Source: Pmelton87 (Wikimedia)
This past Friday, the Texas grid operator, ERCOT received a notification from the City of Garland that the Gibbons Creek Generating Station will be retired permanently as of October 23, 2019.
The Texas cities of Bryan, Garland, Denton, and Greenville are the members that make up the Texas Municipal Power Agency (TMPA), which operated the Gibbons Creek Generation Station, a 470 megawatt (MW) coal plant located just a few miles east of Bryan/College Station. Over the past few years, the member-cities had been looking for a buyer to take this coal plant off their hands, but no deal materialized and the cities decided in late 2018 that the best move would be to mothball the plant indefinitely.
The coal plant itself has been in a rapid decline. Last year, the utilities agreed to only run the coal plant in the summer months, as it simply could not compete when wholesale prices were lower, and earlier this year, they made an even more definitive decision: mothball the coal plant indefinitely. On June 6th, the cities that own the coal plant met in Richardson, Texas as part of the Board Meeting of the Texas Municipal Power Agency and decided collectively to pursue retirement, a decision that was confirmed on June 28th. As part of the retirement, each city utility is setting up a decommissioning fund to pay the costs of retirement and clean-up costs.
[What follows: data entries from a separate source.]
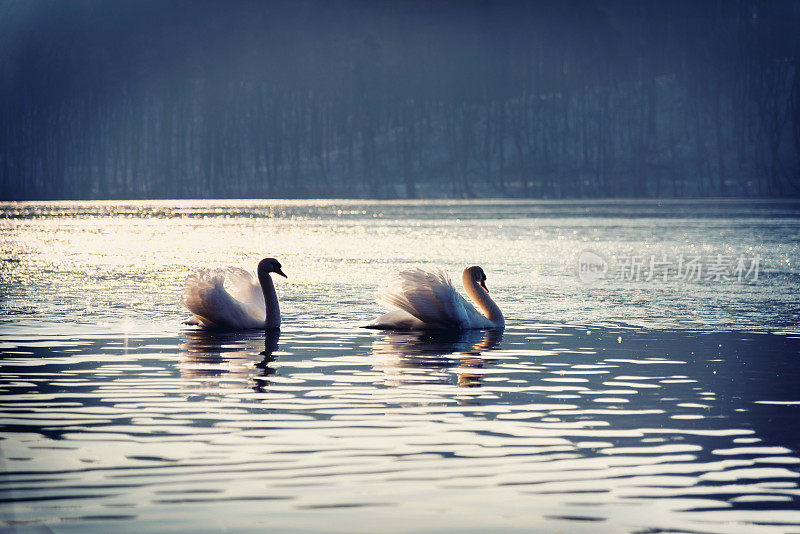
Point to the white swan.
(428, 300)
(230, 298)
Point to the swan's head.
(270, 265)
(475, 274)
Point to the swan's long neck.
(482, 299)
(270, 300)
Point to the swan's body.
(427, 300)
(231, 298)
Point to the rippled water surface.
(617, 405)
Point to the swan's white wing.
(224, 298)
(244, 287)
(430, 297)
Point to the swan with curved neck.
(428, 300)
(230, 298)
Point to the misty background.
(399, 99)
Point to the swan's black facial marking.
(270, 265)
(482, 279)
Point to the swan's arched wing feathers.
(226, 298)
(428, 296)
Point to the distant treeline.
(403, 98)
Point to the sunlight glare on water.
(606, 407)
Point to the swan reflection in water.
(215, 359)
(410, 357)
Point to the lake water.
(661, 396)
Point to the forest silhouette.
(399, 99)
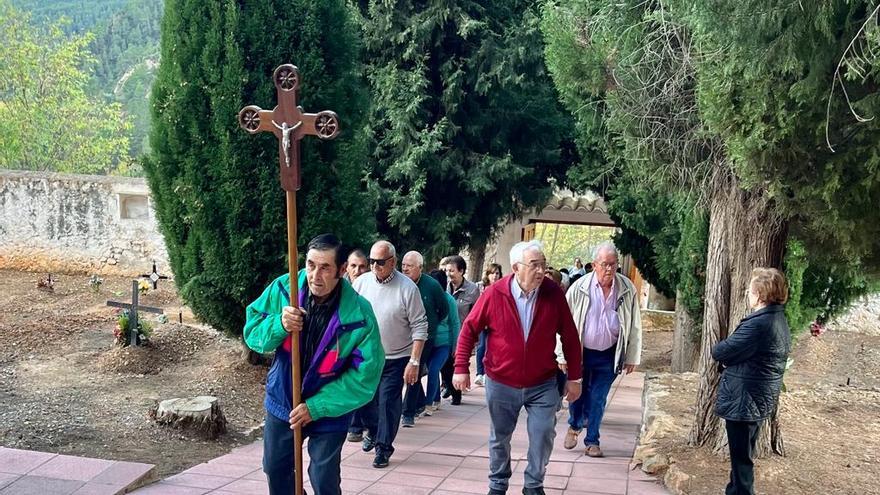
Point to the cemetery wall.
(78, 224)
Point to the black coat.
(754, 356)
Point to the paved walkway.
(23, 472)
(448, 454)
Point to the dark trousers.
(589, 409)
(325, 456)
(481, 353)
(446, 373)
(414, 399)
(381, 416)
(741, 438)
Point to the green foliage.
(217, 192)
(47, 119)
(564, 243)
(126, 46)
(84, 15)
(466, 125)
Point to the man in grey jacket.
(605, 307)
(403, 327)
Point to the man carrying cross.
(341, 361)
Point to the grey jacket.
(629, 342)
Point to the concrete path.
(447, 453)
(23, 472)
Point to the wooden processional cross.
(133, 308)
(290, 124)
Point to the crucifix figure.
(290, 124)
(154, 277)
(133, 309)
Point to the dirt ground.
(830, 413)
(66, 388)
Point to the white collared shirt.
(525, 305)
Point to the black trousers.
(741, 438)
(446, 373)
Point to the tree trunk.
(744, 233)
(684, 348)
(707, 425)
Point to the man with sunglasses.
(605, 307)
(403, 325)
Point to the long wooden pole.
(295, 372)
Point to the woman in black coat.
(754, 359)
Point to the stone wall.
(78, 224)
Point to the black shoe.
(368, 443)
(380, 461)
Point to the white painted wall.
(78, 224)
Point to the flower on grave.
(95, 283)
(122, 331)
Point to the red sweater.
(509, 358)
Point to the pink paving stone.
(38, 485)
(217, 469)
(413, 480)
(68, 467)
(362, 474)
(381, 488)
(7, 478)
(427, 469)
(354, 486)
(16, 461)
(169, 489)
(646, 488)
(465, 486)
(91, 488)
(598, 470)
(615, 487)
(199, 481)
(126, 474)
(463, 473)
(247, 487)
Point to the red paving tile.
(447, 454)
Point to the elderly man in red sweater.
(522, 314)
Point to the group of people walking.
(366, 337)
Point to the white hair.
(519, 249)
(387, 245)
(603, 247)
(420, 260)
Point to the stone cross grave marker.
(133, 309)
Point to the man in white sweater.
(403, 326)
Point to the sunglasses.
(371, 261)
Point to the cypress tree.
(467, 128)
(216, 189)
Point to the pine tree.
(217, 192)
(467, 128)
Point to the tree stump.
(201, 414)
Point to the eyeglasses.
(371, 261)
(607, 266)
(536, 265)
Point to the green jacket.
(345, 371)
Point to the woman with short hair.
(754, 358)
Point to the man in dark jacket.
(754, 357)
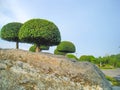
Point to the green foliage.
(66, 46)
(33, 48)
(10, 31)
(113, 81)
(40, 32)
(72, 56)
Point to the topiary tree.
(33, 48)
(10, 32)
(66, 47)
(40, 32)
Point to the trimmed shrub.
(10, 32)
(40, 32)
(33, 48)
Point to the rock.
(23, 70)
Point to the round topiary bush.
(40, 32)
(33, 48)
(10, 32)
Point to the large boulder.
(23, 70)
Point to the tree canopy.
(42, 47)
(40, 32)
(10, 32)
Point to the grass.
(113, 81)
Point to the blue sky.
(92, 25)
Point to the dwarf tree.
(42, 47)
(10, 32)
(40, 32)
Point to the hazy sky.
(92, 25)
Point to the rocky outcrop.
(23, 70)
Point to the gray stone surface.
(22, 70)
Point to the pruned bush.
(40, 32)
(33, 48)
(10, 32)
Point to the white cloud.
(11, 10)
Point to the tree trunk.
(37, 48)
(17, 45)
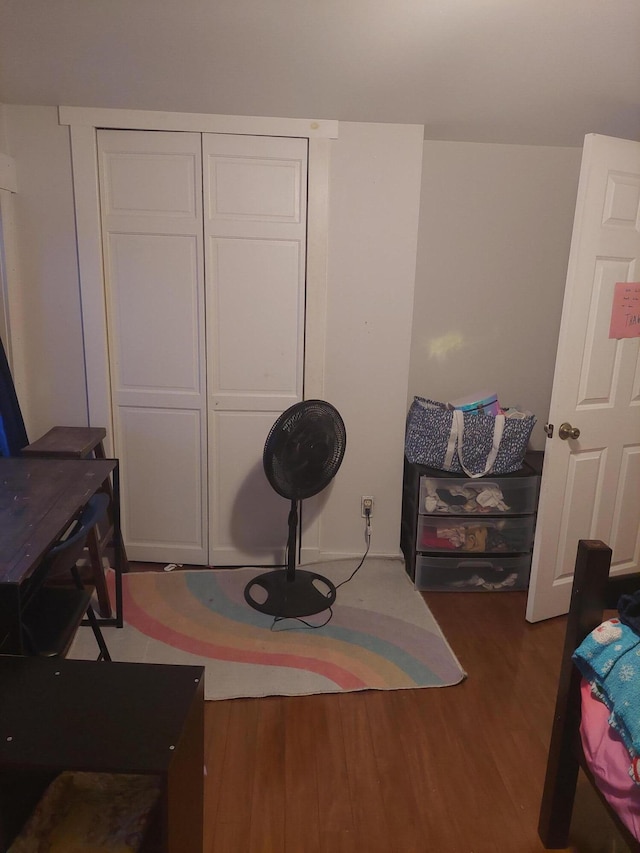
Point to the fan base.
(290, 599)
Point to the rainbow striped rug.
(381, 635)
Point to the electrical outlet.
(366, 506)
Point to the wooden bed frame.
(593, 592)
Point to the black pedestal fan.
(302, 454)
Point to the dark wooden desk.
(104, 717)
(39, 498)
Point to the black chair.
(56, 600)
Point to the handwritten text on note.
(625, 313)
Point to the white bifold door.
(204, 241)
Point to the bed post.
(588, 593)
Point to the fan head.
(304, 449)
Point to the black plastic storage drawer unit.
(464, 534)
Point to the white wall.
(374, 203)
(495, 230)
(374, 206)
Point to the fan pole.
(292, 544)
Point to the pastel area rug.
(381, 636)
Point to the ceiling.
(537, 72)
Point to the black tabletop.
(85, 715)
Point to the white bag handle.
(451, 444)
(498, 429)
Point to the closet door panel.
(256, 294)
(251, 528)
(255, 230)
(174, 436)
(151, 198)
(155, 299)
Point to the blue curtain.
(13, 436)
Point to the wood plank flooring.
(440, 770)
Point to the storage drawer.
(464, 496)
(469, 574)
(478, 535)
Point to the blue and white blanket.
(609, 658)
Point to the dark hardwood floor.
(443, 770)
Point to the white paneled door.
(591, 480)
(255, 237)
(205, 315)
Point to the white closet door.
(255, 248)
(151, 203)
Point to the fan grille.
(304, 449)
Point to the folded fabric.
(609, 658)
(629, 610)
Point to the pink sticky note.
(625, 312)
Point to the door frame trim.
(83, 126)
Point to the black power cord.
(277, 619)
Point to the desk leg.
(117, 544)
(11, 642)
(184, 793)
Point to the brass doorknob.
(567, 431)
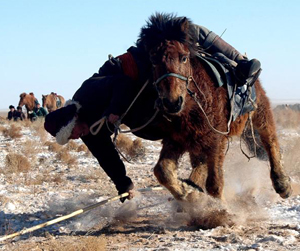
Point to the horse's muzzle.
(172, 107)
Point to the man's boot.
(246, 71)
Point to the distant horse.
(53, 101)
(30, 102)
(199, 124)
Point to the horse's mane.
(161, 27)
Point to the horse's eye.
(184, 59)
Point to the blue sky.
(52, 45)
“As a long term Garland resident, I congratulate Garland Power & Light for making the right decision to finally and permanently retire the Gibbons Creek coal plant. I look forward to GP&L's use of more clean energy from wind and solar to power our homes and businesses,” said Roxanne Seibert, long term Garland resident. In October 2018 I was happy to sign up for Garland's 100% renewable utility program for the cost of only a penny more per kilowatt hour. We must move aggressively towards 100% renewable energy to preserve our planet and protect future generations. Good job GP&L. Let's keep moving forward.”
Meanwhile, the owners of Gibbons Creek have been investing in clean, and more economic generation like solar and wind. Denton, Garland, and Bryan have all sought large-scale solar power to meet their energy demand in the past year. In late 2018, the City of Denton approved some 75 MWs of solar energy, in a project called Samson, to be located 100 miles northeast of the Dallas-Fort Worth metropolitan area in Lamar County and would be operational by June 2022. The exact size of the project has yet to be determined, but could be between 200 and 500 MWs. In addition, both the City of Bryan and the City of Garland have subsequently agreed to invest in the project.
A second contract is a 225 MW project known as Long Draw Solar, to be located 280 miles west of Denton in Borden County and operational by June 2020. Under this agreement, Denton gets 75 MWs of power, while New Braunfels, Garland and the City of Kerrville would also invest in the project. Finally, most recently, Garland agreed to invest in part of an up to 255 MW solar project in West Texas, in Pecos County, in a project known as “Greasewood” that would be operational in 2020.
“Over the last two years, the utilities that own Gibbons Creek have signed new solar contracts which will help these cities collectively get more than half of their energy needs from renewable energy contracts,” noted Cyrus Reed, Interim Director at the Lone Star Chapter of the Sierra Club. “As we call on these public utilities to do even more on solar, wind, storage and energy efficiency toward an eventual 100% clean energy grid, we applaud the great steps they have already made in shutting down a coal plant and investing in new zero-emission technology that will also be a win for ratepayers.”
The Sierra Club has been advocating for a transition from coal to clean energy, such as solar, wind, and energy storage, and the retirement of Gibbons Creek represents a great step towards a state free of coal pollution. Gibbons Creek is the 291st coal plant to be retired since the beginning of the Sierra Club’s Beyond Coal Campaign.